The encapsulated cells were injected near subcutaneous human glioma tumors. "For 21 days, these tiny bioreactors lived inside the mouse, secreting biologically active endostatin and inhibiting the tumors' growth by 72 percent compared to controls," Machluf explained. The microencapsulated cells were still thriving when they were removed for the final assay. The results match the findings from Folkman's group that endostatin is cytostatic.

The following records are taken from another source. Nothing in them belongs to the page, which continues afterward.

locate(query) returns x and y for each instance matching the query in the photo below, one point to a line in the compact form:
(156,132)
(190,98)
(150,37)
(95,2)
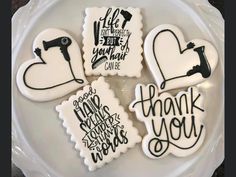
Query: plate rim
(22,153)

Microencapsulated bioreactors could address this and other unresolved practical problems facing all angiogenic inhibitors. "Theoretically, these bioreactors could be implanted near tumor sites and produce for months biologically active endostatin while the host provides nourishment to the cells," Black said. "This is a novel delivery method with some significant advantages. One is that you don't have to administer as much protein as needed when delivered intravenously because it won't get filtered out by the kidney or the liver."

Tumor Target

The advantages of this system particularly appeal to the Black lab, which focuses on brain tumors. "Malignant gliomas are important and often underappreciated brain tumors in adults," said Black. "They are so-called primary tumors of the brain, which don't come from anywhere else. They don't usually metastasize out of the nervous system, but they are very aggressive and have a median survival of maybe a year or 15 months with very aggressive therapy."

One of the clinical characteristics of these tumors is that they are highly vascularized, making them excellent targets for angiogenesis inhibitors. "By putting delivery systems in the brain you can actually use the blood–brain barrier to your advantage because you can keep things in the brain that might otherwise induce toxicity in the rest of the body," Rona Carroll said.

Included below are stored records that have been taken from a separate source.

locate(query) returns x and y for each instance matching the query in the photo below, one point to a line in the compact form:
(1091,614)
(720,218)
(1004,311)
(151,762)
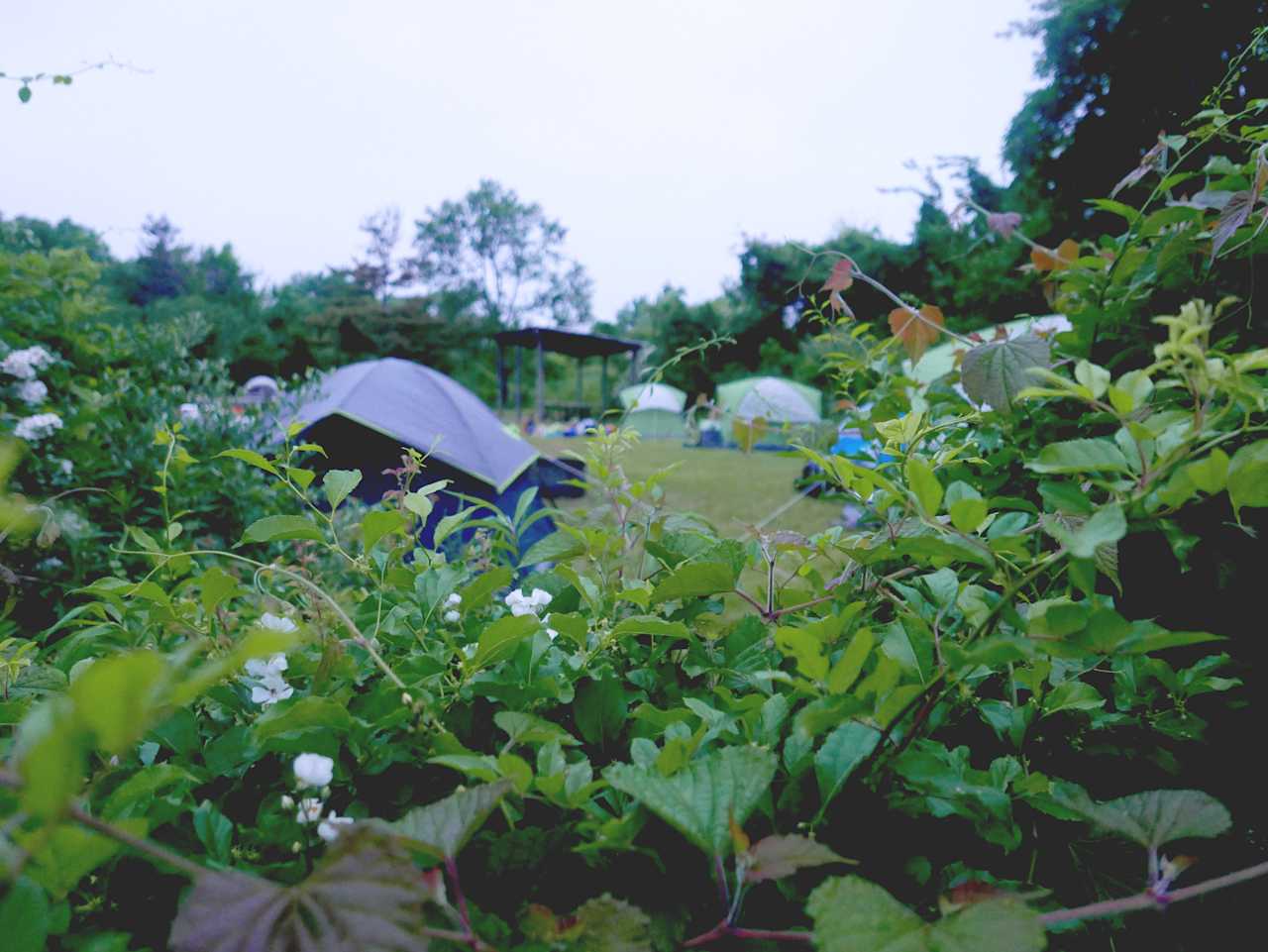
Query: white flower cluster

The lab's next experimental step is trying to implant endostatin bioreactors at the site of an intracranial tumor. Black's work with microencapsulated endostatin inside mice is, of course, a long way from Folkman's clinical trials using exogenous endostatin in humans. Those trials are proceeding in Boston, Houston, and Madison, Wis. Black points out that patients with malignant glioma of the brain were specifically excluded from the first human trials so endostatin's effect on them is still to be explored.

Yet Black is cautiously hopeful. "I think this is the future—natural biological therapies for these tumors. Chemotherapy has not proved to be very efficacious. In biological therapies, you can use the body's own molecules and get cells to produce them."